At CES 2017, Sensoria announced the second generation of its fitness sock. You now get more data, and Sensoria Core, the unit which houses the technology, is smaller. Pre-orders for Sensoria Sock 2.0 will soon be available for delivery later in 2017.
The luxury fashion brand Ralph Lauren is an unlikely name in the race to produce fashionable tech garments. Its mens’ only PoloTech Shirt was designed in collaboration with OMsignal to read vital signs. this includes heart rate and variability, breathing depth and recovery, intensity of movement, energy output and stress levels, steps taken and calories burned.
Conductive threads are woven into the compression top and a lightweight module snaps around the left rib cage to relay information via Bluetooth. The smartphone app offers live fitness monitoring and offers workouts tailor-made to how your body is reacting. The shirts itself is 70%, 21% nylon and for elasticity 9% spandex.
Lumo Run is a small and discreet sensor that measures and coaches you on your running form to improve performance and reduce the risk of injury. This standalone sensor, which measures only 25 grams, clips onto the back of the waistband and works with any pair of running shorts.
The device can measure a whole host of metrics including cadence, bounce, ground contact time, braking, pelvic rotation and stride length. Using these metrics, Lumo Run offers run summaries for each run through the Lumo Run app, auditory coaching via headphones during the run, and personalized coaching tips to help the runner improve form for better performance and injury prevention.

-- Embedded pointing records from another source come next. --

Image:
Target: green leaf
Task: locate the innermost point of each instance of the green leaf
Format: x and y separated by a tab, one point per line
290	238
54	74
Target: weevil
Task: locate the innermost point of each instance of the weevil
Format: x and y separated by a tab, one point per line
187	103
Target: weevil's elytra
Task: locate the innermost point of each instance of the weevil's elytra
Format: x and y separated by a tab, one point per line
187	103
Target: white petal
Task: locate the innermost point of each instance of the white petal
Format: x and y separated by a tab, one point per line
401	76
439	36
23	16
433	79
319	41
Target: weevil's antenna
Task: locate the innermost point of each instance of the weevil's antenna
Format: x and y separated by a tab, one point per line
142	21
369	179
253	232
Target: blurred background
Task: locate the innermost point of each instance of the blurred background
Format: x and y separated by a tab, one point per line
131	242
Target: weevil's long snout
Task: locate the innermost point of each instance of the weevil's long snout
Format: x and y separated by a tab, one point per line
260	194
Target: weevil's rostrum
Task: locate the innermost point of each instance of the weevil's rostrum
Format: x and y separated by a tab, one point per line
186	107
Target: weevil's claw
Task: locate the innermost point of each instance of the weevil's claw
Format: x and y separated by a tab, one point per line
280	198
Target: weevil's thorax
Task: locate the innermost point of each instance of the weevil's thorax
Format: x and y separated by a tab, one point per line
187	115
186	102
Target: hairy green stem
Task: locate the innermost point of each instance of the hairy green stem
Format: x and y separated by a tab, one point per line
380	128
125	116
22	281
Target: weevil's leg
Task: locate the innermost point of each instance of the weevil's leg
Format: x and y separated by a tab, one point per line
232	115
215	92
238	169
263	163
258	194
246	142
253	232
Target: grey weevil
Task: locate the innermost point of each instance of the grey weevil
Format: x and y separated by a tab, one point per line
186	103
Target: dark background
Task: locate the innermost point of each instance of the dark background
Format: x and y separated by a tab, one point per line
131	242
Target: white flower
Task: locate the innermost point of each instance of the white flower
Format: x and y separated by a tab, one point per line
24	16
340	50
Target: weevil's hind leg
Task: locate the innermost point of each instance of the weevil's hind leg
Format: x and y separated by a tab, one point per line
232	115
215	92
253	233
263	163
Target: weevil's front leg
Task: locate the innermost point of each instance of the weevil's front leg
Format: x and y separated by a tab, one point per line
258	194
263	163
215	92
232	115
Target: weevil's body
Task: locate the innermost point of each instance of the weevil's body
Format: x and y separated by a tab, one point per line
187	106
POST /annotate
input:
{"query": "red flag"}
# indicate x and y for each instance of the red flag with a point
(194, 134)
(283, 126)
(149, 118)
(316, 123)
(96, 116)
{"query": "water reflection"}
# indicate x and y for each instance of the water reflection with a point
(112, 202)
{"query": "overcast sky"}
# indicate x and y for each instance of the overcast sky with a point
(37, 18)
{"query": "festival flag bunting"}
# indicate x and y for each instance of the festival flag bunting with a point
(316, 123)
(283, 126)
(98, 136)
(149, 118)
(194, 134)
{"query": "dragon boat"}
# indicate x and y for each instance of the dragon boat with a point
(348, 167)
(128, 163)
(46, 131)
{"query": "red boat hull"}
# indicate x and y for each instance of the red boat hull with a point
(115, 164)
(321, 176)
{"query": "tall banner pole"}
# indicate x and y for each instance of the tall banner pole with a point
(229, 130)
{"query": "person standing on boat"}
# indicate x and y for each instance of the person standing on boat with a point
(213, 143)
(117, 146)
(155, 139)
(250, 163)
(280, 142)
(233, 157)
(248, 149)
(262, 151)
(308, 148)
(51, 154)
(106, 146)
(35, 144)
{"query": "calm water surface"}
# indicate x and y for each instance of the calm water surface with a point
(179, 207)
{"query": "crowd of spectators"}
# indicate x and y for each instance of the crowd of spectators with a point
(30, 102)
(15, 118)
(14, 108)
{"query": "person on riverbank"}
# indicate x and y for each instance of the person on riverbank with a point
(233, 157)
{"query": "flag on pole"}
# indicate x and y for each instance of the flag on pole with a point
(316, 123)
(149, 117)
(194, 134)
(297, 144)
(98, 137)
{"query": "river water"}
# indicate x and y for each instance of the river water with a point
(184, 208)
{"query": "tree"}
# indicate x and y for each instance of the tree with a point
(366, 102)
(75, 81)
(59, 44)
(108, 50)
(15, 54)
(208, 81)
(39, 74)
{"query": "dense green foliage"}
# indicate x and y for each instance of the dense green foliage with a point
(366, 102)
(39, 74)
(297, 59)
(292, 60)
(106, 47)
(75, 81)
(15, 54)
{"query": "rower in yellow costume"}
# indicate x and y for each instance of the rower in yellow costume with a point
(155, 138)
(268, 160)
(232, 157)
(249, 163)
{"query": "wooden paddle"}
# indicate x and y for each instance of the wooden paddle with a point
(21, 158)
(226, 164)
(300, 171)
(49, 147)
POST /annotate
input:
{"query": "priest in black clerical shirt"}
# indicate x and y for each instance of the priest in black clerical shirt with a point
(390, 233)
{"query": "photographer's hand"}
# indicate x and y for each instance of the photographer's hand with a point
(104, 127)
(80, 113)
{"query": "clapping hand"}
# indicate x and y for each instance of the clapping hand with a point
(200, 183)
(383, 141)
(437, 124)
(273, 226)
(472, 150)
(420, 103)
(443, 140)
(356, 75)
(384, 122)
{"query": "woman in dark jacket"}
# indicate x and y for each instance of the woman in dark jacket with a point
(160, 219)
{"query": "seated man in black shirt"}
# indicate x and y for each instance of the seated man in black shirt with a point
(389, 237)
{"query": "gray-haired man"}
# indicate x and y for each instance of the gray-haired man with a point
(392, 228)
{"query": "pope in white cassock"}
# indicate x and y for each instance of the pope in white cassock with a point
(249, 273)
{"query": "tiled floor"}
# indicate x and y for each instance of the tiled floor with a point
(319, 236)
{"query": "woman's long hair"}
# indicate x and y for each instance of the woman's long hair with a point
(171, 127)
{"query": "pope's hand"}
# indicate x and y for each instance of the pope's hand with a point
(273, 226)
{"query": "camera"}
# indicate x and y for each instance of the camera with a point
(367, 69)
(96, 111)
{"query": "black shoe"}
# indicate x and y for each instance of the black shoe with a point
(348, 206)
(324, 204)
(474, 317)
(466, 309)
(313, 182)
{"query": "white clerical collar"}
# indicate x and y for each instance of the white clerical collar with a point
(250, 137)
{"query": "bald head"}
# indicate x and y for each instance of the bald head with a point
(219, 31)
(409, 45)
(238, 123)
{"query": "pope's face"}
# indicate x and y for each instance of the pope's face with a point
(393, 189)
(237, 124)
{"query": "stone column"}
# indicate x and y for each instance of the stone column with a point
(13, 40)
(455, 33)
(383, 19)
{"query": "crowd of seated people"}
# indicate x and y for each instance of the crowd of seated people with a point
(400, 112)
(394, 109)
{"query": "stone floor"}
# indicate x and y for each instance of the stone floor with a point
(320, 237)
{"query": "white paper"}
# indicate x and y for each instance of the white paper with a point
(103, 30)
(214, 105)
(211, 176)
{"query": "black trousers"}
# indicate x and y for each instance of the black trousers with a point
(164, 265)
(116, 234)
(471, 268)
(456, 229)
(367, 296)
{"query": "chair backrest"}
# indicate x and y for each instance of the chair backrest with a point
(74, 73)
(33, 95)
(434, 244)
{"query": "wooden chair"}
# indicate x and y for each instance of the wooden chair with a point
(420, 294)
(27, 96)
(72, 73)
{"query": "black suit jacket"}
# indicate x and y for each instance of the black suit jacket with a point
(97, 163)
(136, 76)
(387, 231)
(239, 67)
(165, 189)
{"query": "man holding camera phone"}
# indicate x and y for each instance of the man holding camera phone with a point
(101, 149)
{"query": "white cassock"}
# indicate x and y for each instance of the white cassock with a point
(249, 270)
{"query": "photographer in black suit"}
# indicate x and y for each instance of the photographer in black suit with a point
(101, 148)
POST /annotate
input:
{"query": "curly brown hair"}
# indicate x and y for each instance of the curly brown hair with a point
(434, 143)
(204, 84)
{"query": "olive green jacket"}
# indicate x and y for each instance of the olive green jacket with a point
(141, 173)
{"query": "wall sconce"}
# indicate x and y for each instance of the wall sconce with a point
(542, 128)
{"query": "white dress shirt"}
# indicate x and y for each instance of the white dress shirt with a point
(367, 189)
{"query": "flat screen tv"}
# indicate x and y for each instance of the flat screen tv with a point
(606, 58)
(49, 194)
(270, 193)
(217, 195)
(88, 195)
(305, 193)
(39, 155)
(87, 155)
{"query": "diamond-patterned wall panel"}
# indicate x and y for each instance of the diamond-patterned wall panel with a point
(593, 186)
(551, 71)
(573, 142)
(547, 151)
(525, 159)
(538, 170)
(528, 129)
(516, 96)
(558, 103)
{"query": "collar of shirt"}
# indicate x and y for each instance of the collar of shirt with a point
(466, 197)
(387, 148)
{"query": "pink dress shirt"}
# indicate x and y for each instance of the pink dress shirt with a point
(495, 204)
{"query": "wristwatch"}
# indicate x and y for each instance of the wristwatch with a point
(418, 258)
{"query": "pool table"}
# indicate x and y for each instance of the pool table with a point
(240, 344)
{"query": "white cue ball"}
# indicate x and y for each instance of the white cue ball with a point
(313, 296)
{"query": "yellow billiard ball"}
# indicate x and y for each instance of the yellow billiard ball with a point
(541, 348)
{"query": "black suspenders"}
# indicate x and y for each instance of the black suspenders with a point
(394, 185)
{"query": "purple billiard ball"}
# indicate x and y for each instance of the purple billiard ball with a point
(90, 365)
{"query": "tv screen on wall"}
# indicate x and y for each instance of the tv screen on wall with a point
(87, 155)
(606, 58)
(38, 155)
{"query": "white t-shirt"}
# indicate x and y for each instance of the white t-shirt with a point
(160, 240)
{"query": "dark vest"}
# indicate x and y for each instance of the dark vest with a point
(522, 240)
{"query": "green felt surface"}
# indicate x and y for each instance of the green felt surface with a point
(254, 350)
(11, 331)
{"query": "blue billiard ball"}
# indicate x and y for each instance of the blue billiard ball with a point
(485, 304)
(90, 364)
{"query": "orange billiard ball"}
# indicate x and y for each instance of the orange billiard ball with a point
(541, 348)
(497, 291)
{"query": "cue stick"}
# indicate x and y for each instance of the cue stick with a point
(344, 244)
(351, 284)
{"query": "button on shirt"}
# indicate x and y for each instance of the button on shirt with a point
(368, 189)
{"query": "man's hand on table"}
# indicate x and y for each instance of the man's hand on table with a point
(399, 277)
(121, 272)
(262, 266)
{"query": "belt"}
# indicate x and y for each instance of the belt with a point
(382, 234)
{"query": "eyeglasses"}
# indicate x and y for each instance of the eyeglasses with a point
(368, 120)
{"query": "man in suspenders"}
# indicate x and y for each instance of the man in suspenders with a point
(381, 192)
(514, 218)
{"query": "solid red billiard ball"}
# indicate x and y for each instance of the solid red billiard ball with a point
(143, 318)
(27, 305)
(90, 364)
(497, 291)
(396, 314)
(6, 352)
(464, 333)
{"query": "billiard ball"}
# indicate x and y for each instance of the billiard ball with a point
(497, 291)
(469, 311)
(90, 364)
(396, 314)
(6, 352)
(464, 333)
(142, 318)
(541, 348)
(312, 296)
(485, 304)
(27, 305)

Hoxoskin is another Canadian based outfit. The startup is already on its second generation line of smart shirts which are capable of tracking the wearer’s heart rate, heart rate recovery, heart rate variability, breathing rate, VO2 max, minute ventilation, activity level, acceleration, calories, cadence and steps. An impressive list indeed.
The company says its products have been chosen by 4 space agencies, 3 military organizations, and professional sports teams around the world.
A small device slips into the shirt pouch to capture data in real time. It then sends it all via Bluetooth to a smartphone app which dishes out various insights. You can even sync data with third party apps such as Strava, RunKeeper and Endomondo. The battery life is 30 hours.
Unlike the Ralph Lauren shirt, Hexoskin is available for both men and women. There are also short and long sleeved versions to choose from.
These pyjamas, which debuted earlier this year at the Consumer Electronics Show (CES) in Las Vegas, use infrared technology to reduce inflammation and help you sleep better. They were created in collaboration with star NFL quarterback Tom Brady’s wellness brand TB12.
Dubbed the Sleep & Recovery System, the garment is the first of its kind. The key is the print on the inside of the sleepwear, which uses bioceramic particles to absorb the body’s natural heat and reflect back “Far Infrared.” This helps the body recover faster while promoting better sleep as confirmed by a NIH independent study.
The technology is currently used for therapeutic purposes in lamps and saunas. Apparently, the idea for the garment came from Brady himself some two and a half years ago. The company has been working since then trying to figure out the best way to embed the infrared tech into clothing, and its only now that its hit the shops.